As a rule, they moored Mossamedes some distance from the beach, and she rode uneasily, rolling on the long swell while her cable jarred against the stem. Boats came off with her cargo of beans, barley and maize, and Kit, watching the dust-clouds roll along the parched coast, wondered where the produce grew. When he asked Yusuf, Wolf's agent, the Jew vaguely indicated the hinterland. He was, he said, a merchant, and the merchants stopped in the towns. The Moors of the back country were strange people, and one left them alone. Notwithstanding this, Yusuf was obviously a good business man, for the quantity of grain he sent on board was large and when Mossamedes weighed anchor, Kit thought Wolf would find her first voyage profitable.

Getting off was not easy. She had swung, and her cable, sweeping the bottom, had fouled the anchor. They hove all on board in a horrible tangle, and for hours the barefooted crew were occupied in dragging the ponderous links about. In the meantime Mossamedes steamed slowly south, with a yellow smear on her port hand that stood for the coast. The shallows run far to sea, and the charts are not remarkably good. Yusuf had sent her to load sheep at the mouth of a wady, but stated that she might wait some days before the animals arrived.

Miguel, the old quartermaster, steered her in. He had long sailed on board a fishing schooner and knew the shoals, for where the African coast-shelf drops to the deep Atlantic, fish are numerous. Fish, lightly salted and dried in the sun, make the Spanish baccalao, and the peons, whose main food it is, are sometimes touched by leprosy. Miguel never wore boots and stockings, although when he went home on feast days he carried raw-hide sandals. Kit rather doubted if he put the sandals on. His clothes were strangely patched, and he could not read, but his manners were the manners of a Spanish grandee. He was something of a mystic and believed in miracles. He told Kit the Moors were cruel and treacherous, but his saint was king of angels, and he was not afraid. The mate was a Catalan Freethinker, and believed in nothing he could not touch and see. Since he wore spectacles, his vision was limited.
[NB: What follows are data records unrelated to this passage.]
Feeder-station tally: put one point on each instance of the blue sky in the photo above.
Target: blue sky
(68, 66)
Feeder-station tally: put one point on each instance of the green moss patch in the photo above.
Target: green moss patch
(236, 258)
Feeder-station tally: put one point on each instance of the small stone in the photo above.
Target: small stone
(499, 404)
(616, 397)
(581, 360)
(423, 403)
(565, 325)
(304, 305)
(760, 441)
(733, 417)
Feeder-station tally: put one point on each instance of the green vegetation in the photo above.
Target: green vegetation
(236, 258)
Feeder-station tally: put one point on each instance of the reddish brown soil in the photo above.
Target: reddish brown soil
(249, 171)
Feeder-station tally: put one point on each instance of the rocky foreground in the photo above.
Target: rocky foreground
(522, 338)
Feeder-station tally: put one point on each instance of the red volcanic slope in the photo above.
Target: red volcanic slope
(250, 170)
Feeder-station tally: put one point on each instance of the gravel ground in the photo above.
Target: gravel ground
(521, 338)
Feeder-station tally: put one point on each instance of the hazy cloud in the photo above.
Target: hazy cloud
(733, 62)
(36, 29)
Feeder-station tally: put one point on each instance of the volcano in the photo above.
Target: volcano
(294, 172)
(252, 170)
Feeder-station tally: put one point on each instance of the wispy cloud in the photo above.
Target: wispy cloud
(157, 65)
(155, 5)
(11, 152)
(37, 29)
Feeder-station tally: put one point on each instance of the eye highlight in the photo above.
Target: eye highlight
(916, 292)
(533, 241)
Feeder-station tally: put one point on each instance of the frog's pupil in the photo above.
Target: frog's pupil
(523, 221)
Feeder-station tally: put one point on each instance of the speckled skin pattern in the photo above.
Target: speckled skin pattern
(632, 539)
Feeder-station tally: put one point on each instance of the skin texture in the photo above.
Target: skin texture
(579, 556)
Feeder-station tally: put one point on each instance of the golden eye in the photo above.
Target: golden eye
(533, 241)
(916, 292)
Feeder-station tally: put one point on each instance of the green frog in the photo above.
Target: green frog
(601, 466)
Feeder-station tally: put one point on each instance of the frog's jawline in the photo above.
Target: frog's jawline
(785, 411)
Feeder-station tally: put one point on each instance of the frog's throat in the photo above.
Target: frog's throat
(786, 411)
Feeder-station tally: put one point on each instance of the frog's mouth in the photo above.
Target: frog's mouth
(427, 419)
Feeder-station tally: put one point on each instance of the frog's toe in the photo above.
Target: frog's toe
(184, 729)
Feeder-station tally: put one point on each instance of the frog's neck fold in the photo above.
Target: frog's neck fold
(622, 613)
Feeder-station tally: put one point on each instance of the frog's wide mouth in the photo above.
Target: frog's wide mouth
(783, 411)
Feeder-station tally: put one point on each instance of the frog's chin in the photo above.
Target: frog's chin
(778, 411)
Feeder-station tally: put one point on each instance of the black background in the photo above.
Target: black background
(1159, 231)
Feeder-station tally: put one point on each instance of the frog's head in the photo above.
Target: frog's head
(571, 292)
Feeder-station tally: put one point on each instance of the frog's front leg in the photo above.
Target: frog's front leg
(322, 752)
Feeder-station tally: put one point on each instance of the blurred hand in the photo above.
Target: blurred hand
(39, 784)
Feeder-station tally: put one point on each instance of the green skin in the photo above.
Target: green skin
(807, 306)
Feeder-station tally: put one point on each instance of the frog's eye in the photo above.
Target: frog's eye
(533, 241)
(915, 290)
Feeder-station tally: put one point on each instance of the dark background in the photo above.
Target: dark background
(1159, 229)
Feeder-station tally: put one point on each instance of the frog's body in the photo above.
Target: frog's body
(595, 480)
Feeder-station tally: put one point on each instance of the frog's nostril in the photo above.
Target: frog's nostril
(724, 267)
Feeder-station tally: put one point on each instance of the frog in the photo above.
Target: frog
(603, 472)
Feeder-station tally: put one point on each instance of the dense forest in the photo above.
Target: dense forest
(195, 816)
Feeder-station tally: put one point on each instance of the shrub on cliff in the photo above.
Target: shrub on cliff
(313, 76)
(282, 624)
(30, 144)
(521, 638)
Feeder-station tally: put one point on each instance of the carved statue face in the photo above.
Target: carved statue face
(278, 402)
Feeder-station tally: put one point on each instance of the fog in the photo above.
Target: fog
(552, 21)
When they reached the spot agreed upon, Miguel went to the bridge, and they rigged the deep-sea lead and stopped the ship. Miguel, posed like a Greek statue, stood on top of the pilot-house; his thin clothes wind-pressed against his body, and his white hair blown about his red cap. There were no shore marks, and Don Erminio's reckoning was not always accurate. Across a belt of blue sea one saw a brown and yellow streak. Its outline was vague and broken; only the colour was distinct.

"The Punta!" said Miguel. "The barranco is a league south. A bad place, captain, and the people are without shame."